Graveyards can be weird and scary places, especially if you don’t know much about them. But it turns out, there’s a lot of art and history in a cemetery ... if you know where to look.
David Habben knows where to look. He’s a paramedic by day, but when he’s not working, he’s researching and photographing historic graveyards and cemeteries.
“I've been doing this for a little over 25 years,” said Habben.
He travels a lot. He’s been to places like Ireland, Malaysia and Kuala Lumpur and he always stops off at local cemeteries and graveyards to do a little research.
“Every once in a while I find a new symbol I haven't seen.”

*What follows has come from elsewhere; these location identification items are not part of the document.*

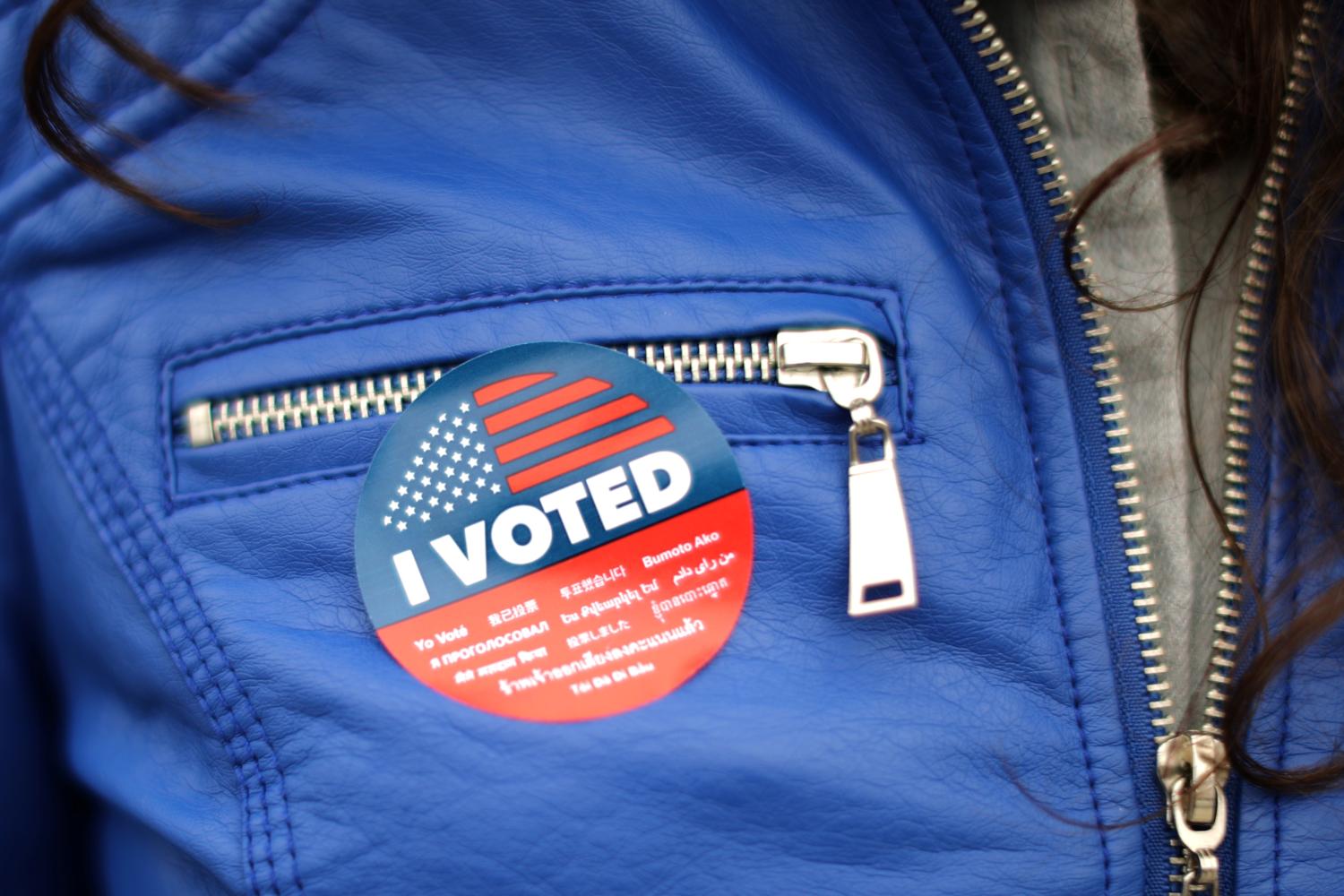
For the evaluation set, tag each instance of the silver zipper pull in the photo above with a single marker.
(1193, 767)
(846, 363)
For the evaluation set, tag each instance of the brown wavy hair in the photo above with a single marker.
(1220, 70)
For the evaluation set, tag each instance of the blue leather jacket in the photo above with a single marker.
(182, 632)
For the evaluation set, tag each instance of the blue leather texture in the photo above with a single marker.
(427, 182)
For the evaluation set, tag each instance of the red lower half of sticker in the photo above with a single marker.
(597, 634)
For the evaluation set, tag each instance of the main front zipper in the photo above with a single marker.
(1193, 764)
(843, 362)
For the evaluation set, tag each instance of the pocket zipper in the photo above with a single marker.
(843, 362)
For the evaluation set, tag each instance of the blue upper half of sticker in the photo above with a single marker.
(519, 460)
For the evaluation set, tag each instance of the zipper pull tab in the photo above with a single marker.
(846, 363)
(1193, 767)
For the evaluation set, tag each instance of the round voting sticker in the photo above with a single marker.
(554, 532)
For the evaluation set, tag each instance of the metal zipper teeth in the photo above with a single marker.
(1035, 134)
(738, 360)
(1250, 312)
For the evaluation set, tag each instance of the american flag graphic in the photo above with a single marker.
(486, 445)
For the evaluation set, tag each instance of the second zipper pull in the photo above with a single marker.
(846, 363)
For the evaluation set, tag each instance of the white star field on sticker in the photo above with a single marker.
(453, 430)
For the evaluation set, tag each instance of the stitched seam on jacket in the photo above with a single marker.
(569, 290)
(349, 473)
(56, 417)
(1035, 454)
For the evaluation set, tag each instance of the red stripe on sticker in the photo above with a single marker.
(503, 389)
(546, 403)
(591, 452)
(570, 427)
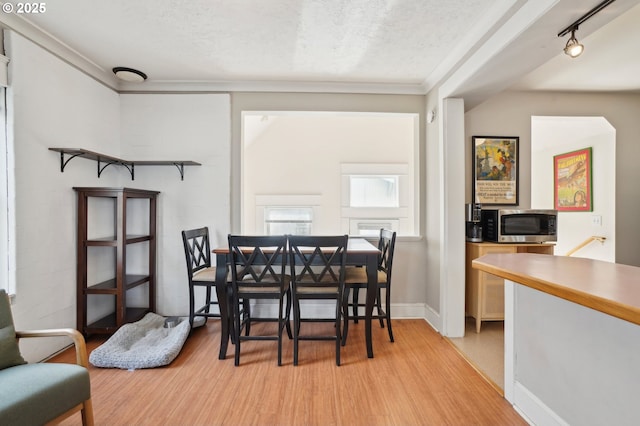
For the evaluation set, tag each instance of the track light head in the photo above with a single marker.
(573, 47)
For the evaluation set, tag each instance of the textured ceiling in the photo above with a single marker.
(410, 44)
(374, 41)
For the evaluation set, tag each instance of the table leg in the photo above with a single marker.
(223, 303)
(372, 285)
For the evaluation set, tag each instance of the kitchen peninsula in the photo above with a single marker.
(572, 336)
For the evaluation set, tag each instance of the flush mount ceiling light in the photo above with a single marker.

Sometimes you can find amazing stories.David Habben
Those symbols were a kind of a shorthand because there’s not a lot of room on gravestones and they were a way to convey a lot of information without words.
“Butterflies, for example. It's relating to flying to heaven. The soul has been released and it's a happy place,” he said.
Roses are another common symbol that was used to signal the age of the person who had passed.
“A fully bloomed rose you will see on the gravestone of an adult. And you may see also roses that are just very tiny buds and that would be for an infant or a child,” said Habben.
A fully blooming rose meant motherhood.
“And often they'll be a tiny little bud that's literally broken off of the stem in the carving and that indicates the infant or the child that's died.”
Habben said the symbols used to be quite common, but their meaning has been lost over time.
“It's kind of a lost language,” he says.
But not lost forever.
“They are returning. People are realizing that, you know, this is very decorative. It's very nice to see on grandma's grave.”

Habben also said graveyards are a place to learn a lot about history, art and people.
“Everybody's got a story. Not everybody's famous, but everybody has a story and it's really interesting.
David Habben will be talking about the “Lost Language of Cemeteries and Graveyards” on September 2 and 9 at the Osher Lifelong Learning Institute in Boise.